Sadly, beyond an old mustard coloured document with rather small illegible handwriting, Magna Carta didn’t ring any bells at all. However, after a year involved with the National Trust’s 800th birthday preparations for Magna Carta in 2015, I am relieved to say I know a lot more. It has become extraordinary to me that of all places in the ageing globe, my new abode bordered the wet meadows of Runnymede where King John met his knights and barons to lay the first foundation stone of democracy for not just England, but countries all over the world; and the area lies virtually untouched still.

The age of round tables and Robin Hood suddenly had a whole new meaning to me and hopefully it will soon resonate with many more generations through many local/ nationwide events and an upcoming free resource I have been helping to grow…

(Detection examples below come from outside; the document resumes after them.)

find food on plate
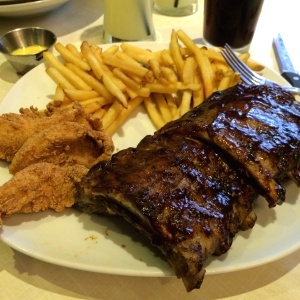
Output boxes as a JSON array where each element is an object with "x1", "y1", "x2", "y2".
[
  {"x1": 0, "y1": 104, "x2": 84, "y2": 162},
  {"x1": 0, "y1": 103, "x2": 114, "y2": 227},
  {"x1": 9, "y1": 122, "x2": 113, "y2": 174},
  {"x1": 0, "y1": 162, "x2": 88, "y2": 227},
  {"x1": 44, "y1": 30, "x2": 263, "y2": 134},
  {"x1": 76, "y1": 84, "x2": 300, "y2": 291}
]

The National Trust Runnymede Magna Carta App has allowed myself and a few of my fellow MA classmates to walk in the footsteps of the medieval pioneers in a yearlong process. (Wellies required). Personally, I volunteered to research and design the Children’s trail in its entirety. It is a creative process of discovering the many areas of Runnymede, their rich history and their secrets before designing content.

Therefore, the trail I have been able to construct will be a lively mix of fun facts and activities surrounding the treasures of the whole Runnymede site. The App will give all ages an accessible and active modern experience in an ancient location as well as a tool to use at home or in school with friends or family.

It has been a genuinely rewarding process full of surprises delving into Magna Carta’s roots and I now have no doubt that next year will be a chance to pause and reflect on how far we’ve come since King John sealed that fragile document nearly 800 years ago.

I am finishing my MA very proud to have been a part of reimagining Magna Carta for a young audience in 2015, a year which doesn’t just promise opportunities for all ages and nationalities to engage with pivotal beginnings but perhaps also offers a chance to shed some light on the ‘dark ages’ and their society’s remarkably bright ideas.

Sally Toon

Sally Toon

The work of the heritage sector, and its ability to interpret and present the past to diverse audiences through many different and exciting methods, has interested me for some time now. I therefore cherish the opportunity to delve into the local histories of new areas, and this was the case when I moved to Egham to study at Royal Holloway.

As a Geography student at Royal Holloway, I was first awakened to the international significance of Magna Carta and the complex natural and historical landscape of Runnymede in a first year tutorial task in which I visited the three major memorials of the area: the American Bar Association Magna Carta Memorial, the Commonwealth Air Forces Memorial and the John F. Kennedy Memorial.

Now entering my third year of study at the university, I am embarking upon a dissertation concerning Magna Carta and how this helps shape local identity, in conjunction with Egham Museum. Undertaking this study close to the 800th anniversary of Magna Carta has fuelled my desire to increase, and share, my understanding of how Magna Carta’s legacy has helped define the characteristics of Runnymede and the surrounding area.

When the opportunity arose for me to work on the Magna Carta App and develop my ideas in a way in which I could also make a contribution to the anniversary commemorations, I was delighted.

I’m creating a trail about the Geography of Runnymede that explores how the rich natural environment of Runnymede and the history which surrounds it have served to create a complex landscape identity.

I want to offer visitors exciting and enlightening information about how Runnymede fulfils a broad range of roles – from a natural and agricultural landscape with meadows and a riverside location, to a landscape of leisure with a history of horse racing, sun bathing and boating, and a landscape of celebration and commemoration with a past of pageants, ceremony and memorials.

I have very much enjoyed my experience working on the App. It has enabled me to work in an encouraging team environment, to develop my research and writing skills and finally it has given me an even deeper appreciation of the dynamic existence of Runnymede, something I hope that users of the App will gain too.